Before you are able to pass your driving test, you’ll need to demonstrate to the examiner that you’re able to complete a number of manoeuvres which might be required out on the roads.
One of these that you might be asked to do is the hill start, a move that many new drivers feel rather intimidated by.
However, once you know the sequence of actions you need to complete, you’ll find that hill starts are nowhere as near daunting as you may have feared.
Here’s our step by step easy guide to completing a hill start.
What the examiner will be looking for
Before you start to practice the manoeuvre it can be helpful to have an understanding of the skills and behaviours the examiner will be hoping to see you demonstrate.

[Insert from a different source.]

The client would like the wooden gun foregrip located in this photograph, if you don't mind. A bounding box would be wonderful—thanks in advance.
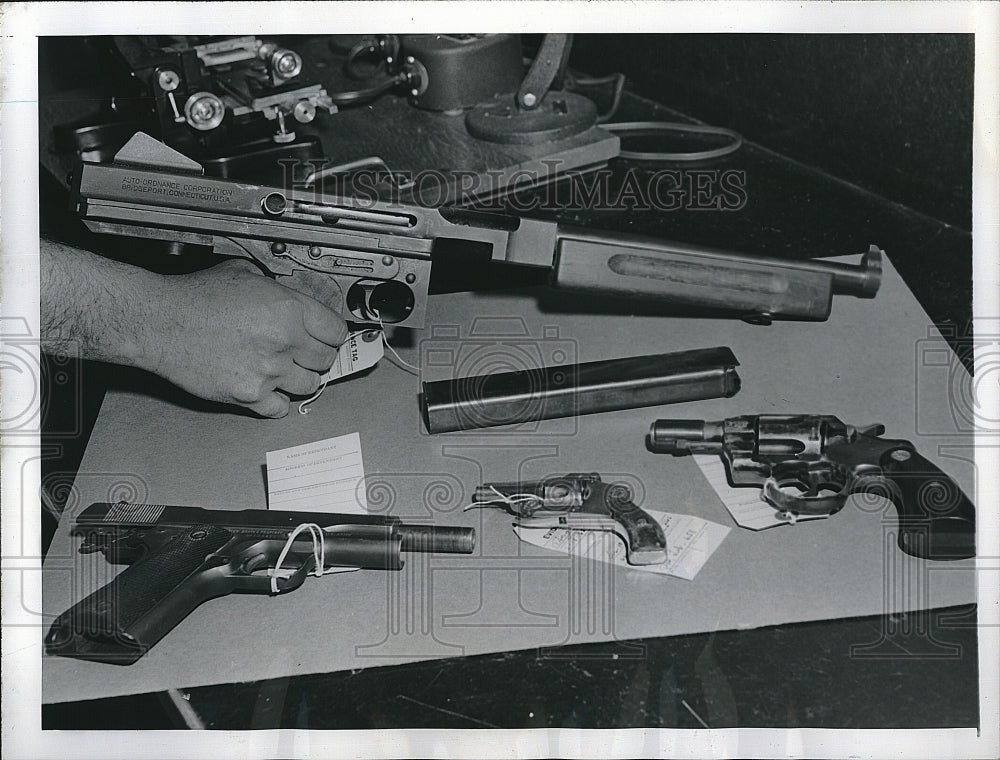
[552,234,882,321]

During the hill start, you will need to show:
- that you follow the MSM routine
- you have checked the blind spot for pedestrians and other road users
- you’re able to move off smoothly and with control on a gradient
- a combination of the use of steering, clutch control, brakes and accelerator
- no rolling back
- use of the correct gear
How to complete an uphill start
If you don’t have good clutch control and aren’t able to co-ordinate your movements, the car will roll back down the hill, which will be an immediate fail on your test.
When you’re ready to move away, begin by following the start of the standard MSM routine – mirror, signal, and manoeuvre.
After checking your mirrors are clear and there are no other road users or pedestrians, select first gear and ease your foot off the clutch pedal to the biting point, keeping the revs higher than you would normally do.
Indicate, and check your mirrors again, plus a look over your shoulder to make sure you’re happy it’s safe to move off. Slowly release the handbrake and ease off the clutch slightly, just enough to start the car rolling forward. This needs to be done gently; too much and the car will kangaroo.
Slowly increase the pressure on the accelerator while easing off the clutch completely.
The amount of extra power it takes to start moving uphill can be surprising and many learners fail simply because they didn’t apply enough pressure to keep up the momentum.
You’ll need to remain in first gear for longer than normal while the vehicle gathers pace; a smooth gear change is also vital to maintain the speed you’ve acquired. If you fumble the first gear change, you could find the car struggling to regain its uphill movement.
Before moving upwards through the gears, don’t forget to check that the indicator has switched itself off.
How to complete a downhill start
Most people think of hill starts as an uphill movement but starting off with the road pointing downhill can also be very challenging.
After completing the same MSM safety checks, you should ensure that both the brake and the clutch pedals are pressed firmly down. You may need either first or second gear, depending on how steep the hill is.
When you’re ready to move, find the biting point on the clutch and release the handbrake. Now, gently ease off the brake pedal and you’ll see the car start to move forward. Continue to fully release the brake pedal in a smooth movement and take your foot off the clutch. Move your right foot over to the accelerator.
You may only need a very small amount of pressure on the accelerator, depending on the gradient, so be prepared to make adjustments as the road levels out. Whilst you are moving downhill, you will have your car in either second or third gear only; this allows you to control the speed far more easily.
The key to hill starts – either uphill or downhill – is coordination and smooth movements. Avoid pressing or releasing the pedals jerkily and pay attention to how the car is responding. Exactly how much acceleration is needed will depend on the actual gradient and you’ll quickly become accustomed to intuitively understanding how much to give.